150 Fishes to Celebrate 150 Years

In 2020, the American Fisheries Society will celebrate its 150th Anniversary. As part of the celebration, the Society will be calling attention to 150 fishes. We solicited nominations of fishes for the list by the Society’s membership.

The 150 Fishes list is a celebration of the biodiversity of freshwater and marine fishes of North America. These fishes will help tell the story of fish and fisheries of the continent. They may illustrate unique life histories, beauty, conservation issues, and challenges of managing and conserving these animals and their habitats.  These fishes represent our native biodiversity, but also illustrates how invasives and our own human nature have had impacts on our aquatic resources. Hence, this list will primarily focus on native species but may include non-natives when they tell a compelling fisheries story. From the stories of these fishes, the Society and the public can learn to better appreciate these amazing natural resources and be challenged to ensure that future generations will be able to experience these fishes in their native settings.

Nomination Process

Fish nominations are now closed.

Circulation Process

The 150 Fishes list will reside at the 150th Anniversary Website, information about individual fish from the list will be circulated through various social media platforms throughout the year.

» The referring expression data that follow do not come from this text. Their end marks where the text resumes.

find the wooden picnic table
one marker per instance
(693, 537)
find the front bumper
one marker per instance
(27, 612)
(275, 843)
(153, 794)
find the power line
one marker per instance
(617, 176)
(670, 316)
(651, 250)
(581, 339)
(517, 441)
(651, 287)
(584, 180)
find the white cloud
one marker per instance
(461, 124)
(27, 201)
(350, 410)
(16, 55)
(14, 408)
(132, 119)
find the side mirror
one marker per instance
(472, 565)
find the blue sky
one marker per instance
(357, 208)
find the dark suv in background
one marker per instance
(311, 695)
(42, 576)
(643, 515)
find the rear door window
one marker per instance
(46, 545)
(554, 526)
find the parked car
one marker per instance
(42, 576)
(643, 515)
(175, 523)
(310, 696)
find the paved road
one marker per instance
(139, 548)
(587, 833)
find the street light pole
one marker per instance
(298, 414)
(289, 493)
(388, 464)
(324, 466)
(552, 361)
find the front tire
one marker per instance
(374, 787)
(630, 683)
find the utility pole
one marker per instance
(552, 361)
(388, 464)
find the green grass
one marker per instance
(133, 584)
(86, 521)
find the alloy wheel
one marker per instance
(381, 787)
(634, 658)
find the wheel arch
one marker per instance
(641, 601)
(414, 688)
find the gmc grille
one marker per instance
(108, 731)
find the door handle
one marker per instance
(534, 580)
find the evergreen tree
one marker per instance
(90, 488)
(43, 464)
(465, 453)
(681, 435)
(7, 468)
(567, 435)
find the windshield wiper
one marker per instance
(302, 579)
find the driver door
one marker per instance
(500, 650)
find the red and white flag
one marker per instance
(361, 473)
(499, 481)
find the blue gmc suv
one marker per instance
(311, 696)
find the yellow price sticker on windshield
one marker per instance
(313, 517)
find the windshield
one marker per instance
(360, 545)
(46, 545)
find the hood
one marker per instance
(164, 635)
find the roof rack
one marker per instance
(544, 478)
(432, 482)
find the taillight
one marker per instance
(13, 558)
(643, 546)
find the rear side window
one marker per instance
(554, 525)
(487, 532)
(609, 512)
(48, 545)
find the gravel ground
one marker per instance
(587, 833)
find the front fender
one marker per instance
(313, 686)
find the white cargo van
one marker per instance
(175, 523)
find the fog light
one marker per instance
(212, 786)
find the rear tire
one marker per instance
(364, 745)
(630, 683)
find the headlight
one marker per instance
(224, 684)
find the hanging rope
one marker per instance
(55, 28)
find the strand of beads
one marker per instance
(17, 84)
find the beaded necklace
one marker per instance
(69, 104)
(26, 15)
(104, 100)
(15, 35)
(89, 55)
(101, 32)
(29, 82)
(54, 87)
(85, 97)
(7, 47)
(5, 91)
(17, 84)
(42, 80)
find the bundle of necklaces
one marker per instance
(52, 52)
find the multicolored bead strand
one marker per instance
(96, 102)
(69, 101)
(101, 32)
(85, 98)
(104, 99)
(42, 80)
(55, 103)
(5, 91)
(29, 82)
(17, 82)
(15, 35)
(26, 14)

This list is meant to be a fun for members and informative for the public. It is unlikely we will be able to include all nominations. We acknowledge that every fish has a story. There may be opportunities to discuss all the nominated fishes in the future.

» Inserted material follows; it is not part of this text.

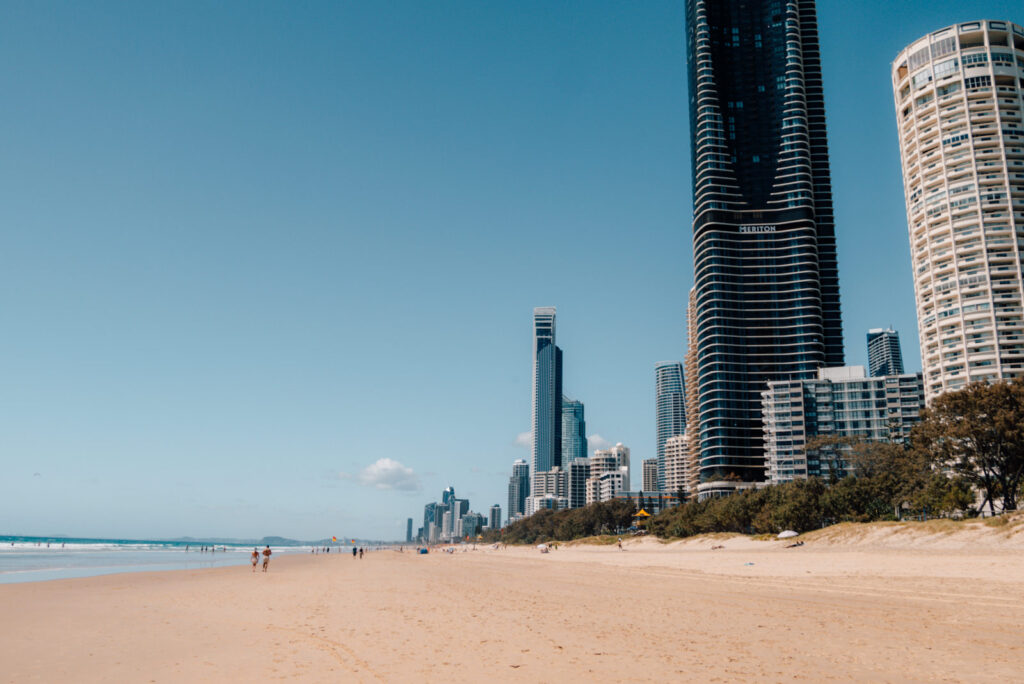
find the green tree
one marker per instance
(978, 433)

Catchy TitleFish swim and birds fly… most of the time
Common Name of FishAtlantic Flyingfish
Scientific Name of FishCheilopogon melanurus
Description of Why This Fish Is Important/Interesting

Everybody knows that fish swim and birds fly. Did you know that some fish fly? The Atlantic flyingfish is a small silver fish with enlarged pectoral fins that look a lot like wings. This fish doesn’t actually flap its fins to fly. Rather, it swims below the surface gathering speed and then jumps out of the water, spreading its pectoral fins to glide above the waves. Sometimes, Atlantic flyingfish can be seen beating the elongate lower half of their tail in the water to continue adding thrust to their flight. Atlantic flyingfish make flights of more than 150 feet, but updrafts from waves can extend their flights to more than 1200 feet. Scientists believe flyingfish leave the water to avoid aquatic predators. However, flyingfish can also be preyed upon by birds while they are flying. Sometimes, you just can’t win.